Und wo stehen die deutsch-französischen Beziehungen wirklich?

Gestern wurde der „Tag der deutsch-französischen Freundschaft“ gefeiert. Doch statt in die allgemeinen Jubelarien einzustimmen, werfen wir lieber einen Blick auf den aktuellen Stand der Beziehungen.

22. Januar 1963 - Charles de Gaulle und Konrad Adenauer unterzeichnen den Elysee-Vertrag. Foto: Bundesarchiv, B 145 Bild-P106816 / Unknown author / CC-BY-SA 3.0

(KL) – Der „Tag der deutsch-französischen Freundschaft“, mit dem jedes Jahr die Unterzeichnung des Elysee-Vertrags 1963 und des Aachener Vertrags 2019 gefeiert wird, ist immer eine schöne Gelegenheit, dass sich alle gegenseitig auf die Schulter klopfen und versichern können, wie toll der deutsch-französische „europäische Motor“ doch rundläuft. Aber funktionieren die deutsch-französischen Beziehungen wirklich so gut, wie das die Politik an jedem 22. Januar verkündet?

Leider nicht. Die enormen Möglichkeiten, die die beiden erwähnten Verträge bieten, werden bis heute nicht genutzt.

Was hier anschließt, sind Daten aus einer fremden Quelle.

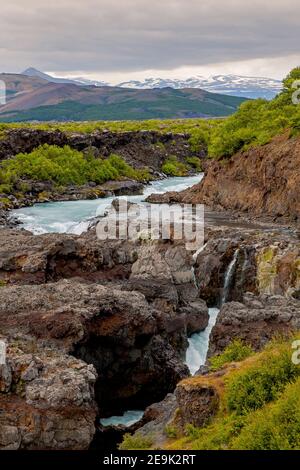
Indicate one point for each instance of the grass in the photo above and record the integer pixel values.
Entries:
(259, 404)
(235, 351)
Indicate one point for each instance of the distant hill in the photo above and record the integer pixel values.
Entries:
(32, 72)
(233, 85)
(37, 98)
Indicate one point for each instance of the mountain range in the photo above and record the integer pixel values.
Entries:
(233, 85)
(35, 96)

Gewiss, die Pandemie hat grenzüberschreitende Beziehungen deutlich erschwert, doch wäre es gerade in dieser Krisenzeit mehr als sinnvoll gewesen, hätte man die Vorkehrungen des Aachener Vertrags (der faktisch eine Erweiterung des Elysee-Vertrags darstellt) genutzt, um beispielsweise gemeinsam medizinische Ressourcen zu managen, um diee getroffenen Maßnahmen zu harmonisieren, um gemeinsame Strategien zum Nutzen der Menschen zu entwickeln. Doch das hat man nicht getan.

Dafür hat man am Oberrhein mit der Planung einer „Kommunikations-Struktur“ für künftige Pandemien (!) begonnen, als ob man den Gedanken, die aktuelle Pandemie gemeinsam zu bekämpfen, bereits aufgegeben habe. Zwei Jahre lang weigerten sich unsere Administrationen, über die Möglichkeit einer gemeinsamen Bekämpfung der Pandemie überhaupt nur nachzudenken, was inzwischen selbst der amerikanische Immunologe und Präsidentenberater Anthony Fauci deutlich kritisiert hat.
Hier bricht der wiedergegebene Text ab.